Acordar cedo nunca foi uma ação habitual em meus dias. Lembro-me até dos dias em que eu não dormia em casa, dormia no colégio, nas carteiras, no meio das aulas. Durante toda a madrugada ficava na net, pois tinha, além do vício, a desculpa de que estava trabalhando (meu trabalho durava trinta minutos) e o restante era IRC, ICQ e Web na veia.

Mesmo não acontecendo com freqüência, eu adoro quando esses eventos ocorrem espontaneamente (acordar cedo pelo despertador é um saco). Hoje foi um desses dias. Comecei a bolar na cama depois de ter a minha mão mordida pelo cachorro do vizinho de meu novo apartamento, que não sei onde fica e muito menos entendi porque a imagem residual desse apartamento tinha tanto azul. Um pormenor: isso foi só um sonho. Era quase 5:00h e só depois que acordei pude perceber de onde vinha o cachorro do vizinho – a cachorrada toda aqui da redondeza estava latindo. Sabe-se lá.

Voltando ao acordar cedo (sou mestre em desviar assunto enquanto escrevo), adoro quando acontece, principalmente na segunda metade do ano, que é quando as madrugadas aqui da terrinha (interior do RN) esfriam um pouco.
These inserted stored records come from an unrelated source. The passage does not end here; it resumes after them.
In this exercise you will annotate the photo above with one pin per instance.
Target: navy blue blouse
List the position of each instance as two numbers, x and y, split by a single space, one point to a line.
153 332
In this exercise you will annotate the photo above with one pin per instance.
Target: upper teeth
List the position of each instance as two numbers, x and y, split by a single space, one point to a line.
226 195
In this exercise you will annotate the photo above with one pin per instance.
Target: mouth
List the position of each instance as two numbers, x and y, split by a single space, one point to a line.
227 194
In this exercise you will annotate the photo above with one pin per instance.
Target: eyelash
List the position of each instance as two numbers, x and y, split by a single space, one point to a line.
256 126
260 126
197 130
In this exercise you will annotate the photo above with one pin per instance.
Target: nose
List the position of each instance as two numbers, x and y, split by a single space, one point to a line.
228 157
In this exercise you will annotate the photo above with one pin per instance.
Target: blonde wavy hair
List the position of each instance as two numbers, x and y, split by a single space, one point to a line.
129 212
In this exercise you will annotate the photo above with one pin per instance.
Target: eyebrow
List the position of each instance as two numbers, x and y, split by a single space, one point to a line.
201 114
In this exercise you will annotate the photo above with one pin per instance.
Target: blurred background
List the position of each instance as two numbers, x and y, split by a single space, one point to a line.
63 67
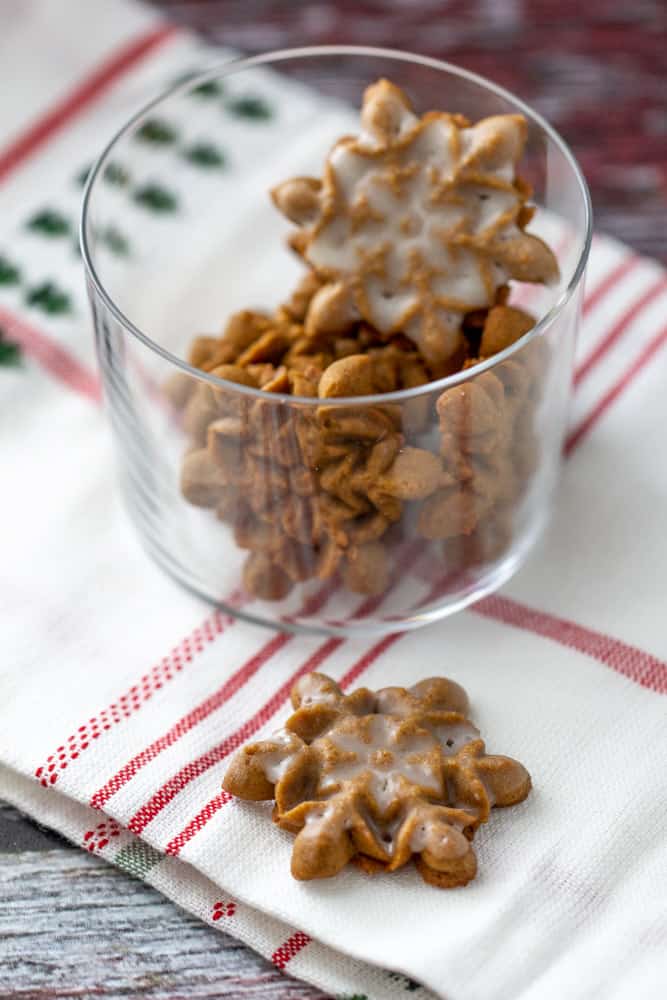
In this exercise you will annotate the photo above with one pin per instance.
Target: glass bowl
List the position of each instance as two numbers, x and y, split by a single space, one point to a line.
314 514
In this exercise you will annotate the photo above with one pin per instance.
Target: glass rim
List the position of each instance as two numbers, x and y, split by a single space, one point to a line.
235 65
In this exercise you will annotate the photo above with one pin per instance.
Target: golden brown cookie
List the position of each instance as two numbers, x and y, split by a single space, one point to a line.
379 778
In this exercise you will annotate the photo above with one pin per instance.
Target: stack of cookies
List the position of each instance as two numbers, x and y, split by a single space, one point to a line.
410 240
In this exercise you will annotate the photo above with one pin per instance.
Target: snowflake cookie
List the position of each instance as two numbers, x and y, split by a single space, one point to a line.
416 222
379 777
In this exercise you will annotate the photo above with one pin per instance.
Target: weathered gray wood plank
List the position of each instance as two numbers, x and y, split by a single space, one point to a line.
72 926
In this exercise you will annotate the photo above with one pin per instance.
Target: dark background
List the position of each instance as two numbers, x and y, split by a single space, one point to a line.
597 69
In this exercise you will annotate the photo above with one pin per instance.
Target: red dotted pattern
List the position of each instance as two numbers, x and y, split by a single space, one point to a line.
101 836
193 769
294 944
137 696
222 909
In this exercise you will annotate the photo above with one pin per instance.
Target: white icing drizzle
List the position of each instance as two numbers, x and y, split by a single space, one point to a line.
414 217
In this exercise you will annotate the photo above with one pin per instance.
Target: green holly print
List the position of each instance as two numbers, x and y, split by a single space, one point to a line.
9 273
116 174
10 353
83 175
250 107
157 132
49 223
205 154
49 298
209 89
156 198
116 242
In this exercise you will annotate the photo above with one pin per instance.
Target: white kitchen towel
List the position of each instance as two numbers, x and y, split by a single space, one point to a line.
121 697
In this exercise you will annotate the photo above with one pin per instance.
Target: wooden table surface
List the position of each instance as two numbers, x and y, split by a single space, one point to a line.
72 926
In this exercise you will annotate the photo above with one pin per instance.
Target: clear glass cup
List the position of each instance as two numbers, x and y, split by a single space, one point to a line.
178 233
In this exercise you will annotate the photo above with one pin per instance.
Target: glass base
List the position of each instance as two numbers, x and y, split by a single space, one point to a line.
463 595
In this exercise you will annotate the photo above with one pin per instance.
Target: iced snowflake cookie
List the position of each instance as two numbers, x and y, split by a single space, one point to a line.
416 222
379 778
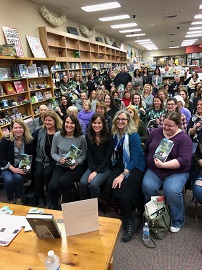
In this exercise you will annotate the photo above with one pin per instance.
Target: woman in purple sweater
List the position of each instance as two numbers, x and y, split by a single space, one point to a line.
173 174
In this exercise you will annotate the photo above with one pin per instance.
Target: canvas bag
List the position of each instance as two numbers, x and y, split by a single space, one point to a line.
159 225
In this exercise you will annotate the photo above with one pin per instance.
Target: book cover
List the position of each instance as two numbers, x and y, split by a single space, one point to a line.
163 150
73 155
44 225
32 70
9 88
19 86
25 163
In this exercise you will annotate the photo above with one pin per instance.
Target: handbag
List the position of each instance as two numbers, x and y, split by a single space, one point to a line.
160 224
Frio aqui é artigo de luxo e nem mesmo sei se pode ser realmente chamado de frio.

Perceber o dia chegando, ver a imagem na janela sendo colorida, os tons de cada instante etc. O macharal que lê isso aqui vai dizer que sou viado. Fiquem despreocupado: hetero. Mas são coisas que gosto mesmo de vê. Nosso dia é tão corrido, tão urbano, cinzento e repetido que esquecemos de aproveitar essas coisas. Nesse relato, por exemplo, estou com minha janela entre aberta, vendo o movimento dos meus pais para lá e para cá, preparando-se para o dia e ninguém parou, por dois segundos se quer, para olhar para cima e notar o céu limpo, ou para perceber que a amanhã está agradável. Em suma, somos uns cegos.

Perdi a concentração. Fui fisgado pelo cheiro do café da minha mãe. Vou entregar-me.